Andrew Keen (foto) é um escritor que, em 2007, lançou um livro chamado “O culto do amador“, no qual fazia duras críticas a toda cultura e mitificação criada em torno de sites como YouTube, MySpace, blogs e Wikipedia. Na época, foi chamado de anticristo, “traidor do movimento”, dinossauro.
Acho que teve blogueiro e porta-bandeira das mídias sociais que até queimou a foto e os livros de Keen em praça pública. O caso deixou evidente o quanto alguns gurus das novas mídias agem iguais aos da antiga – não querem ou não sabem ouvir críticas.
Com a polêmica, o livro foi traduzido para 12 idiomas. A versão em português (207 páginas) chegou neste mês ao Brasil pela editora Zahar. Mas chegou datado.
Para começar, é preciso deixar algo claro. Keen não é qualquer um. Tentaram desqualificá-lo na época do lançamento do livro alegando que o escritor era um paraquedista em questões envolvendo a internet. Keen foi investidor e empreendendor no Vale do Silício, antes da bolha, em 2001 (lançou o site Audiocafe, de distribuição de música).
Fora isso, era arroz de festa em Foocamps, Barcamps e outros eventos do tipo. Ou seja, é uma crítica vinda de dentro da “web mais colaborativa”.

O livro chega datado em 2009 por que as críticas de Keen soam óbvias atualmente, ou seja, já não são novidade. Segundo Keen, sites como MySpace são um terreno para a prática de diversos crimes, inclusive pedofilia. Conteúdo gerado pelo usuário por si só não é atestado de qualidade. Existe uma confiança excessiva na participação do usuário, como se ela fosse o ‘santo graal’ de alguma coisa.

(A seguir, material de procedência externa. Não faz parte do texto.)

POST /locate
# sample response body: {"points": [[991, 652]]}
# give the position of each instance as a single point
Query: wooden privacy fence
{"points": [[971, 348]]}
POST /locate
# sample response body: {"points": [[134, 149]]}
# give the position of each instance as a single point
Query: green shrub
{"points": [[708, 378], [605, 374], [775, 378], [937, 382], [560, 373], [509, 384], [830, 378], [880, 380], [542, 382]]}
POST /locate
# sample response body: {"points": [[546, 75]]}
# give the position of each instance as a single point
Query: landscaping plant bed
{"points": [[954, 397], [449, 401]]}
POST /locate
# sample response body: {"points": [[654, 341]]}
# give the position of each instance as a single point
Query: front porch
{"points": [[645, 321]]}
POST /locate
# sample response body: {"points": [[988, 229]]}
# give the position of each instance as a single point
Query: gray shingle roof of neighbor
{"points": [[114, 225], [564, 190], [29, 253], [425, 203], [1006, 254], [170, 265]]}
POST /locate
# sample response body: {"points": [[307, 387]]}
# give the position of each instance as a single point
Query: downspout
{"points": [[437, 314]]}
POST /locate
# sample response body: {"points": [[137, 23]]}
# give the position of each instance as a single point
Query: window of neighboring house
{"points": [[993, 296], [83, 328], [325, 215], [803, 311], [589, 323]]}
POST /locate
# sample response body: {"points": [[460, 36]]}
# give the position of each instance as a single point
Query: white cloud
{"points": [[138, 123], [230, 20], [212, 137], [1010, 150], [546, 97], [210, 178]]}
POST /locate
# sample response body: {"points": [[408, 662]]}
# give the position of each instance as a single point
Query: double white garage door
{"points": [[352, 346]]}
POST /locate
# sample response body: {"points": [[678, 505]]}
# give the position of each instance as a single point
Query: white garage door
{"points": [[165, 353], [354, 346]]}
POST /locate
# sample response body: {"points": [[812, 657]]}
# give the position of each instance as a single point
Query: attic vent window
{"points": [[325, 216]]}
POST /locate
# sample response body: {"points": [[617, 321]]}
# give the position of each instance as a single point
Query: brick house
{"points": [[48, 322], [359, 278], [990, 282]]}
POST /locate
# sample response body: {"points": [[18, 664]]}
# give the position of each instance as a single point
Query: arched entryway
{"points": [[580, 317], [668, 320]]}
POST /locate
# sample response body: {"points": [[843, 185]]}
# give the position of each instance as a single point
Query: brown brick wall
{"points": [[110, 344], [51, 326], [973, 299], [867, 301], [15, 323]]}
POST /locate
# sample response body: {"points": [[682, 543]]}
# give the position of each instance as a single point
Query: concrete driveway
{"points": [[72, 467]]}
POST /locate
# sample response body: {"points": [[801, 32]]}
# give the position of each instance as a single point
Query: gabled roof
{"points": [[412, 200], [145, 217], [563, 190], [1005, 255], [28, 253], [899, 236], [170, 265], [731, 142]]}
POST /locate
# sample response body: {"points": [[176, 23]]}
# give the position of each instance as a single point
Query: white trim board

Uma boa parte dos vídeos do YouTube são lixo, coisa que interessa apenas a quem fez. Os blogs estão ajudando a criar novos poderes – de 3 a 4 colunistas de revistas de tecnologia para 5 ou 6 blogs de tecnologia que definem o que é hype e legal na internet.

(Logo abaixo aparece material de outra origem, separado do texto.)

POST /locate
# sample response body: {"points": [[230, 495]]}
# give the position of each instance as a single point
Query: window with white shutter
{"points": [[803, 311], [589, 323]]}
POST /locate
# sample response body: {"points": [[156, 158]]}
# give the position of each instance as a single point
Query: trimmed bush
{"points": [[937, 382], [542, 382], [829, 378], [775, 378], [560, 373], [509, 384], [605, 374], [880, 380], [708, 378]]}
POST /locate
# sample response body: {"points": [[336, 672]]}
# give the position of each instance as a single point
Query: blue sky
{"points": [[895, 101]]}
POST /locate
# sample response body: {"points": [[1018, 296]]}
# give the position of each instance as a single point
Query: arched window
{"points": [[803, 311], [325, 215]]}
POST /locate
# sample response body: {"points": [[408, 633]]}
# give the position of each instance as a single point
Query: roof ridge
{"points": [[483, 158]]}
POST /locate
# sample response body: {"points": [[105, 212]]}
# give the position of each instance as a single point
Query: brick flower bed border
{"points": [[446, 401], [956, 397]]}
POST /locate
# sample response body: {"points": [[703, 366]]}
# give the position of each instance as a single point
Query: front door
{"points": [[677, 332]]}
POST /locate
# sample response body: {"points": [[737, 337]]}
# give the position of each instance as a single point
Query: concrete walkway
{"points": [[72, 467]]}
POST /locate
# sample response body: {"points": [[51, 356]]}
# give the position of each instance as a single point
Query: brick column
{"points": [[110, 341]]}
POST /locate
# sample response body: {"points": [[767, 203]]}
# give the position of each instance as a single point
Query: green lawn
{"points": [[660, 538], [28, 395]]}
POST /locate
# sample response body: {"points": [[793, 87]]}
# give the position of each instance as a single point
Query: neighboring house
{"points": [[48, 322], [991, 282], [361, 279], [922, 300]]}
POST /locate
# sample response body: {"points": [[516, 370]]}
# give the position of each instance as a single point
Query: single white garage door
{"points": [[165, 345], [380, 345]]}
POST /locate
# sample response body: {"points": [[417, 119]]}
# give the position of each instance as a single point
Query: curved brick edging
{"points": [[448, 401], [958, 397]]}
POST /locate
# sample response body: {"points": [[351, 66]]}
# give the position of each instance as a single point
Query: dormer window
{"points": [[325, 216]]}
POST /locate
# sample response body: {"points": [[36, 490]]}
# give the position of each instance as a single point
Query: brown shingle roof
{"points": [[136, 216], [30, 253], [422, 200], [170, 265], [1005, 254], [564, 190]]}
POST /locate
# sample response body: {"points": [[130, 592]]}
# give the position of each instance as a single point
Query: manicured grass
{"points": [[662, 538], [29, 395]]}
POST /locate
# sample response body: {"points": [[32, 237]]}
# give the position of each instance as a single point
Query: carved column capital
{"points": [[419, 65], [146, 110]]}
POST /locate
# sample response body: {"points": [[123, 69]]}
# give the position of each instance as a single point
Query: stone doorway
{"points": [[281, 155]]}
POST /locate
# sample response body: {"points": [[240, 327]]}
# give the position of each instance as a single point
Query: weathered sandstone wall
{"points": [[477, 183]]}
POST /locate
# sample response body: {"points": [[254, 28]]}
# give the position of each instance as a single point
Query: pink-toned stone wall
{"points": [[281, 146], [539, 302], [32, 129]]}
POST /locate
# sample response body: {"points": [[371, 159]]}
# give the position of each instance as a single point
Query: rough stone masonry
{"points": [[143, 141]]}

É um tipo de pensamento que, em 2007, tinha impacto, quando as críticas ao modus operandi da web ainda eram muito escassas.
Em meados de 2007, auge da chamada Web 2.0, seu livro soou como um alerta, uma reação, numa época em que se apontava e glorificava apenas o lado positivo da internet e o discurso tecnopopulista de que qualquer um com um computador poderia se tornar qualquer coisa estava em alta.
Acredito que seja por causa disso que na forma de se expressar no livro Keen é seco, direto e monótono. Repete a mesma idéia várias vezes nos primeiros capítulos, o que o torna cansativo. Parece um panfleto, é nervoso em alguns momentos. É mais reação que qualquer outra coisa.
Ele quer a todo custo que apoiemos as suas idéias e estejamos ao seu lado. Neste sentido, lembra um pouco o trabalho do cineasta Michael Moore.
Por isso que se você quiser críticas mais embasadas e profundas em relação à internet e à “revolução digital”, apesar da fama, “O culto do amador” com certeza não é o livro mais indicado.
Howard Rheingold, que é contra a atual crença exagerada em torno do poder das redes sociais, Michael L. Dertouzos, do MIT, já falecido, mas que fez críticas ainda atuais, e Nicholas Carr, por exemplo, fazem (ou fizeram) um trabalho bem melhor.
Keen se perde totalmente nos capítulos 4 e 5, nos quais aborda as transformações nas indústrias fonográfica e de cinema. Segundo ele, a hora em que as pessoas puderem baixar mais filmes pela internet não irão mais ao cinema.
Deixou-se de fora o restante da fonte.